The GitHub for this project is located here: Data-Lake-With-AWS
Datasets
As with the PostgreSQL-Data-Modeling Project and Data Warehouse Project there are two primary datasets, the Song Dataset and the Log Dataset
Song Dataset
This is located at s3://udacity-dend/song_data. A sample of the data is below:
{“num_songs”: 1, “artist_id”: “ARJIE2Y1187B994AB7”, “artist_latitude”: null, “artist_longitude”: null, “artist_location”: “”, “artist_name”: “Line Renaud”, “song_id”: “SOUPIRU12A6D4FA1E1”, “title”: “Der Kleine Dompfaff”, “duration”: 152.92036, “year”: 0}
Log Dataset
This is located at s3://udacity-dend/log_data. A sample of the data is below:
{“artist”:”Pavement”, “auth”:”Logged In”, “firstName”:”Sylvie”, “gender”, “F”, “itemInSession”:0, “lastName”:”Cruz”, “length”:99.16036, “level”:”free”, “location”:”Klamath Falls, OR”, “method”:”PUT”, “page”:”NextSong”, “registration”:”1.541078e+12”, “sessionId”:345, “song”:”Mercy:The Laundromat”, “status”:200, “ts”:1541990258796, “userAgent”:”Mozilla/5.0(Macintosh; Intel Mac OS X 10_9_4…)”, “userId”:10}
Final Database Schema
There are 5 tables in the database. This design focuses on the songplay table which houses the most important information for the analytics team. The fact tables of time, users, songs, and artists help to provide context and additional details for the dimension songplay table.
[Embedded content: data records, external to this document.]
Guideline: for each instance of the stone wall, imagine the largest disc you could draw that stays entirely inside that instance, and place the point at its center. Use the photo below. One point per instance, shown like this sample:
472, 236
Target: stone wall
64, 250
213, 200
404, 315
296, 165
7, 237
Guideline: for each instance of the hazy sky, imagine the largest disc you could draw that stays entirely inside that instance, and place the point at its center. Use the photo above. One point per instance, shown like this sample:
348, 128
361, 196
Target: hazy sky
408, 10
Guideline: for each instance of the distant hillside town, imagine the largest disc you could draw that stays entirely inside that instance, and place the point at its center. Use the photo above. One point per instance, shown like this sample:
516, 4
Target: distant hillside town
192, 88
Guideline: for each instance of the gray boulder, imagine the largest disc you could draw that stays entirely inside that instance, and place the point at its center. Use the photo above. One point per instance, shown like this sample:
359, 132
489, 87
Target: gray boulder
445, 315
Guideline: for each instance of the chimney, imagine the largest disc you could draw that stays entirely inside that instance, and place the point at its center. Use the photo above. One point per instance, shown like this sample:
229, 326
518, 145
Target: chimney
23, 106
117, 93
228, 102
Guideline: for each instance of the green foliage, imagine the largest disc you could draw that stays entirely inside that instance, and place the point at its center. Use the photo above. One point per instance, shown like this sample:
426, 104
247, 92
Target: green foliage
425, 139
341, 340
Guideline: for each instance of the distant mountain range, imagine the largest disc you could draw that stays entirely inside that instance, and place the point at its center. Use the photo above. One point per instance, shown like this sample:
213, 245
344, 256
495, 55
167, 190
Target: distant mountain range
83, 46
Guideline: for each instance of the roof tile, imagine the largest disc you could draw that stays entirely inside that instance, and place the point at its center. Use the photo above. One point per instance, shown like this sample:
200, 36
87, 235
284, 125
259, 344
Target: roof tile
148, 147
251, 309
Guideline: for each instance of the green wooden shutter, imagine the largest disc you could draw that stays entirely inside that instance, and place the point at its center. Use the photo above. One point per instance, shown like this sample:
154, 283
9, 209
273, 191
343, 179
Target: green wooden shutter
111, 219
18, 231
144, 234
The use tables are the songplay_fact, time_dim, user_dim, song_dim, and artist_dim tables. These tables are in the
The time table which contains:
Field | Data Type |
---|---|
start_time | int |
hour | int |
day | int |
week | int |
month | int |
year | int |
weekday | int |
The users table which contains:
Field | Data Type |
---|---|
user_id | int |
first_name | varchar |
last_name | varchar |
gender | varchar |
level | varchar |
The songs table which contains:
Field | Data Type |
---|---|
song_id | varchar |
title | varchar |
artist_id | varchar |
artist_name | varchar |
year | int |
duration | float |
The artists table which contains:
Field | Data Type |
---|---|
artist_id | varchar |
name | varchar |
location | varchar |
latitude | varchar |
longitude | varchar |
The songplay table which contains:
Field | Data Type |
---|---|
songplay_id | int |
start_time | int |
user_id | int |
song_id | varchar |
artist_id | varchar |
session_id | int |
location | varchar |
user_agent | varchar |
Lessons Learned/Final Thoughts
Of all the lessons in the nano-degree this was the one I was the most excited for and the one that I was the most let down by. The lesson discussed the high level concepts of Spark but the actual details of working with Spark were limited. In fact most of the time a Spark view was created to work with the data in an SQL like environment. I will say since completing the nano-degree Udacity has added a new section with a focus on setting up Spark clusters on AWS and debugging in Spark. I have not watched these but hopefully they add more value to this portion of the course.
Overall I did not learn much nor was I impressed with this section.